In a statement on Wednesday evening, US state department spokesperson Ned Price said Washington condemned “the acts of violence and destruction of property” and called for “restraint by both the authorities and protesters”.
“We ask for all Kazakhstanis to respect and defend constitutional institutions, human rights, and media freedom, including through the restoration of internet service. We urge all parties to find a peaceful resolution of the state of emergency,” he added.
Kazakhstan is a big oil producer and member of the Opec+ group of countries. Brent crude prices rose on Wednesday, in part on worries that the protests could disrupt oil supplies.
The country is also significant for global energy markets as it produces uranium for nuclear plants. Last year it accounted for more than 40 per cent of global output. It is also among the top dozen suppliers of zinc and copper.
Kazakhstan, like Russia and other countries in the region, has been struggling with rising prices for basic commodities amid the economic strain of the pandemic.
Protests that started over fuel prices three days ago have since snowballed into the biggest in Kazakhstan’s post-Soviet history. Though Tokayev has made significant concessions to demonstrators, these have done little to quell the situation.
After accepting the government’s resignation on Wednesday, Tokayev also acted on another of the protesters’ demands, saying he would step into the role of chair of the security council. This suggested Nazarbayev, who previously held the role, had been displaced.
“As a result, as the head of state — and, as of today, as the chair of the security council — I intend to act as forcefully as possible. It is a matter of the security of our citizens,” said Tokayev, who is viewed as a loyal Nazarbayev ally.
The price of Kazakhstan’s dollar-denominated debt dropped after the protests and the resignation of the government. The yield on a bond maturing in 2045 rose nearly 0.2 percentage points to 3.95 per cent, the highest level since May 2020, as its price fell more than 3 cents on the dollar.
Shares in uranium company Kazatomprom dropped 8 per cent, and those of Kaspi.kz bank lost more than 20 per cent.
The upheaval in one of Russia’s largest neighbours is also a potential concern for Moscow, which has enjoyed a close and stable relationship with Kazakhstan’s leadership. Russia’s foreign ministry said it was keeping a keen eye on the situation.

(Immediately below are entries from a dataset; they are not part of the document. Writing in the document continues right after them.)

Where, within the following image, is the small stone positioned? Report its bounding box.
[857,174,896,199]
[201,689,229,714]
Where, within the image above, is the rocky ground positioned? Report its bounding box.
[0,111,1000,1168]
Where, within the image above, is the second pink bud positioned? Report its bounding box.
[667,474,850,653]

In the most populous city, Almaty, tear gas and stun grenades were used as protesters stormed a presidential residence and set fire to the main administrative building. A video shared on social media showed protesters in another town in the area tearing down a statue of Nazarbayev.
Protesters seized Almaty’s international airport, the Orda.kz news outlet quoted an airport press service employee as saying. Airport staff evacuated any passengers before the protesters, numbering about 45 people, arrived, the outlet reported.
The government blocked access to the internet almost nationwide, according to internet disruption monitors, with reports too of patchy mobile service, and some TV services being suspended. Hundreds of people were detained.
Workers had gathered at the Tengiz oilfield, the country’s largest, in support of the protest but output had not been affected, a spokesperson for Chevron, the operator, told the Financial Times. The spokesperson said the company was working “to resolve this situation as soon as possible”. Tengiz pumps about 600,000 barrels a day of oil, and includes ExxonMobil, Kazakhstan’s KazMunayGas and Russia’s Lukoil as partners.
Some journalists and commentators in Moscow accused unspecified outside forces of stirring up protests in Kazakhstan to destabilise Russia’s eastern flank, ahead of a round of diplomatic negotiations when Moscow wants to discuss the balance of power to its west.